Passionate about student development.
Professor Sharon Weldon, RGN, BSc, MSc, PhD, is Professor of Healthcare Simulation and Workforce Development at the University of Greenwich, where she serves as Associate Head for Research and Knowledge Exchange in the School of Health Sciences. She leads the Centre for Professional Workforce Development and the Simulation Group, and co-leads the Greenwich Learning and Simulation Centre. A registered general nurse with clinical experience in emergency and trauma paediatric operating theatres, infectious diseases, TB, and HIV, Weldon holds honorary appointments as Professor at Barts Health NHS Trust and Senior Researcher at Imperial College London. As President of the Association for Simulated Practice in Healthcare (ASPiH), she is also Associate Editor for the International Journal of Healthcare Simulation. Her career emphasizes advancing simulation beyond training to support system-level learning, cultural change, workforce development, and healthcare policy.
Weldon's research specializations include healthcare simulation methodologies such as sequential simulation, distributed simulation, and her originated Transformative Simulation framework, alongside communication in high-risk environments, ethnomethodology, and co-production.

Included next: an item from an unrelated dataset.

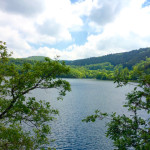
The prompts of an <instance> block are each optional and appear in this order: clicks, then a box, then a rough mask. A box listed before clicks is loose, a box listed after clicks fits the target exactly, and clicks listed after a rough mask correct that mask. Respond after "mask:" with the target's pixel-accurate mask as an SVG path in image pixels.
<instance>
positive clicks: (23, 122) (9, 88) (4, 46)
mask: <svg viewBox="0 0 150 150" xmlns="http://www.w3.org/2000/svg"><path fill="white" fill-rule="evenodd" d="M5 44H6V43H3V42H1V43H0V147H2V149H18V150H20V149H37V148H40V147H41V146H42V145H44V144H50V142H51V139H48V135H49V134H50V133H51V132H50V129H51V128H50V126H49V125H48V124H49V122H50V121H53V120H54V119H55V116H56V115H58V110H55V109H53V108H52V107H51V105H50V103H49V102H46V100H36V95H35V97H29V95H28V97H27V94H28V93H29V92H31V91H32V90H34V89H36V88H38V89H41V90H42V89H48V88H57V89H58V90H59V94H60V95H59V97H58V98H61V99H62V98H63V96H65V94H66V92H67V91H70V90H71V88H70V84H69V83H68V82H67V81H65V80H62V79H57V78H56V77H57V76H59V75H61V74H66V73H68V71H69V68H68V67H67V66H66V65H65V64H64V63H59V61H58V60H56V61H52V60H50V59H48V58H45V61H43V62H36V63H34V64H33V65H31V64H28V63H25V64H23V65H22V66H20V67H19V69H18V67H17V66H15V65H14V64H11V65H10V64H7V58H8V56H9V54H8V53H7V47H6V45H5ZM24 127H26V129H25V130H24Z"/></svg>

She has secured major funding, including £3 million from the Office for Students for Simulated Critical Care Unit Development (2021), £263,000 from Health Education England (2022), and multiple Research Capital Investment Funds totaling over £300,000. Notable awards encompass the Society for Simulation in Healthcare Presidential Recognition of Service Award (2025), Outstanding Team of the Year at University of Greenwich Staff Awards (2023), and Research Paper Winner at the Royal College of Nursing International Research Conference (2014). Key publications feature 'Transformative simulation' in the Journal of Healthcare Simulation (2026), 'From escalation to emergence: NHS Forth Valley and the quiet power of transformative simulation' in the British Medical Journal (2026), and 'Transformative forms of simulation in healthcare. The seven simulation-based ‘I’s: a concept taxonomy review of the literature' in the International Journal of Healthcare Simulation (2023). Her contributions influence global simulation practices, policy, and public engagement through extensive scholarly output and leadership roles.